Infra · 8 Jul 2026 · 2 min read

ZML Releases Free Inference Server for Mixed AI Chips

French startup ZML has launched a free inference server to boost performance across diverse hardware, offering builders a potential way to escape vendor lock-in.

Pen-and-ink illustration: a central nexus branching into diverse. For the story "ZML Releases Free Inference Server for Mixed AI Chips".
— Pen-and-ink illustration: a central nexus branching into diverse. For the story "ZML Releases Free Inference Server for Mixed AI Chips". —

What happened

French AI startup ZML has released ZML/LLMD, a new LLM inference server. According to TechCrunch, the software is designed to run open-source models at peak performance across a wide range of hardware. This includes chips from Nvidia, AMD, Google, Apple, and Intel.

The product is launching as a free, closed-source tool.

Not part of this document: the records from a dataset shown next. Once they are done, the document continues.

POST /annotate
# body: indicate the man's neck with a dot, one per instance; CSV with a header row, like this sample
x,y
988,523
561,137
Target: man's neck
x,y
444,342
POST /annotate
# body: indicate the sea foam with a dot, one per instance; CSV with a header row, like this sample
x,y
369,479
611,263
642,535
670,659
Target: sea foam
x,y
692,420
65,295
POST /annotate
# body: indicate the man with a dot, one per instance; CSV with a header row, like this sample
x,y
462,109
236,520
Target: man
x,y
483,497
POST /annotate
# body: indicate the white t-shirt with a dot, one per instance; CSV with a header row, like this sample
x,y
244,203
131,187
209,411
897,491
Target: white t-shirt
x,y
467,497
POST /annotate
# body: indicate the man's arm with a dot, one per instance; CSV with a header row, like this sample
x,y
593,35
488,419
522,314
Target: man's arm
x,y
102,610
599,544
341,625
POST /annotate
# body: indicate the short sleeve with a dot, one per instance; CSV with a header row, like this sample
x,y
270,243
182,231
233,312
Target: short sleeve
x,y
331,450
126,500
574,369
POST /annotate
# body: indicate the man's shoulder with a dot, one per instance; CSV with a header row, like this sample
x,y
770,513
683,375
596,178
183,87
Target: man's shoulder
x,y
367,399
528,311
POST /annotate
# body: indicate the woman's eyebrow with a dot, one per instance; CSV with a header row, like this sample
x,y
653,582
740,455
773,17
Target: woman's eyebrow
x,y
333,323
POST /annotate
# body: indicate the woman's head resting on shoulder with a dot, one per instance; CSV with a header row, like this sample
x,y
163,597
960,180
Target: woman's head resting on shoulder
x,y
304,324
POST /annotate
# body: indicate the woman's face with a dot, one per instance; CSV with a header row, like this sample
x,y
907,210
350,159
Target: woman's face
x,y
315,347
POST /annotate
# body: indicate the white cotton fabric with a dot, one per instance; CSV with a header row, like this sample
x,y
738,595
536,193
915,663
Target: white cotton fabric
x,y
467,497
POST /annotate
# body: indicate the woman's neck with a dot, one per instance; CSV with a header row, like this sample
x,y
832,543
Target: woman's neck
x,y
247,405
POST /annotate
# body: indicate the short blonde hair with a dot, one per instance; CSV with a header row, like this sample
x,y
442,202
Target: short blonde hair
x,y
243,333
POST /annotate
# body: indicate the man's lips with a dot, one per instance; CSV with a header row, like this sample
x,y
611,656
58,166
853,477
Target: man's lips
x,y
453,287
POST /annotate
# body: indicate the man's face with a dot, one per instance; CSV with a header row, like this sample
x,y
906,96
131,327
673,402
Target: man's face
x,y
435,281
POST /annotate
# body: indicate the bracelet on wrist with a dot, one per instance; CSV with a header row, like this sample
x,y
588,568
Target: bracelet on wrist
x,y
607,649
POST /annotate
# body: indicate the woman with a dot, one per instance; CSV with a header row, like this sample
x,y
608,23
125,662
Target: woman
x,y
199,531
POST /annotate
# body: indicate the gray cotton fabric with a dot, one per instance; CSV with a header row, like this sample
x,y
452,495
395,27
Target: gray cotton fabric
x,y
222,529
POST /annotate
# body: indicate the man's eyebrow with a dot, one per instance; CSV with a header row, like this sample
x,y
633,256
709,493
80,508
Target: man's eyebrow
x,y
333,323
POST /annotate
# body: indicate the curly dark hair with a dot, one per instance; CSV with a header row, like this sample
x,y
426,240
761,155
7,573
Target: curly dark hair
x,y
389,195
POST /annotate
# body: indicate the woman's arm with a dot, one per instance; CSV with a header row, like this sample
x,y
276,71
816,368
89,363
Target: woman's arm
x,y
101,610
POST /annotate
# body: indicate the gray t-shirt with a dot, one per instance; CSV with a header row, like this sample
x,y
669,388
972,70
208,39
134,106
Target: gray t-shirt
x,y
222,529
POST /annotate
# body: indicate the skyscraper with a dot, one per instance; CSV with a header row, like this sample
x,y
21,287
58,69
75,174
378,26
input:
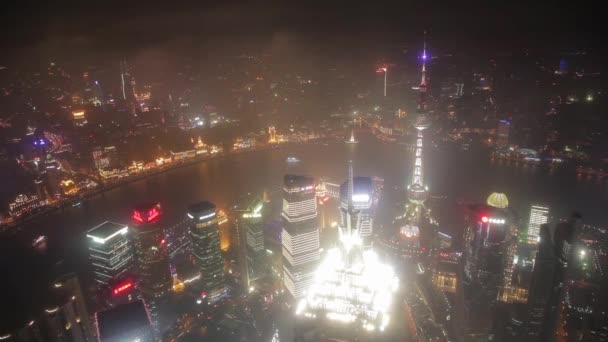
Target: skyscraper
x,y
151,254
300,234
490,244
417,191
541,287
362,198
539,215
415,216
205,236
110,253
351,285
67,319
251,224
502,134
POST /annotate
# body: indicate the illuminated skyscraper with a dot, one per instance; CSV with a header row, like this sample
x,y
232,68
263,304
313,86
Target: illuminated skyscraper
x,y
502,134
490,244
67,318
152,258
542,287
110,252
300,235
351,287
205,236
417,191
251,224
539,215
362,201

ZML's stated goal is to break vendor lock-in and allow enterprises to mix and match hardware for better cost and energy efficiency. The Paris-based team of 20 has raised $20 million to support the effort.

How the room's reading it

The release is being framed as a direct challenge to hardware silos and vendor lock-in. Observers see this as another play in the "inference gold rush," where optimising the cost of running models has become more critical than training them. The goal is clear — let builders use a mix of chips from Nvidia, AMD, and others to cut costs and energy consumption.

Practitioners are noting the crowded field, with ZML competing against established players like Inferact (vLLM) and RadixArk (SGLang). However, ZML's ambition to co-design silicon and its backing from figures like Yann LeCun and Solomon Hykes suggest it's being taken seriously. The move is also seen as a potential boost for emerging European chipmakers, giving them a software layer to compete on performance.

Sailfish's take

We've seen this play before — a new software layer promises to abstract away hardware complexity. The pitch is always compelling. The reality is that performance across a truly heterogeneous stack is notoriously difficult to deliver reliably. It's a game of a thousand edge cases.

While a free tool is attractive, we're cautious about building production systems on a closed-source product with an undefined business model. ZML's plan to "measure and then generate revenue" introduces uncertainty for anyone building on top of it. We'd test ZML/LLMD on non-critical workloads to see if the performance claims hold up in a real-world, mixed-chip environment. For now, it’s one to watch, but we wouldn’t move our core inference workloads over just yet.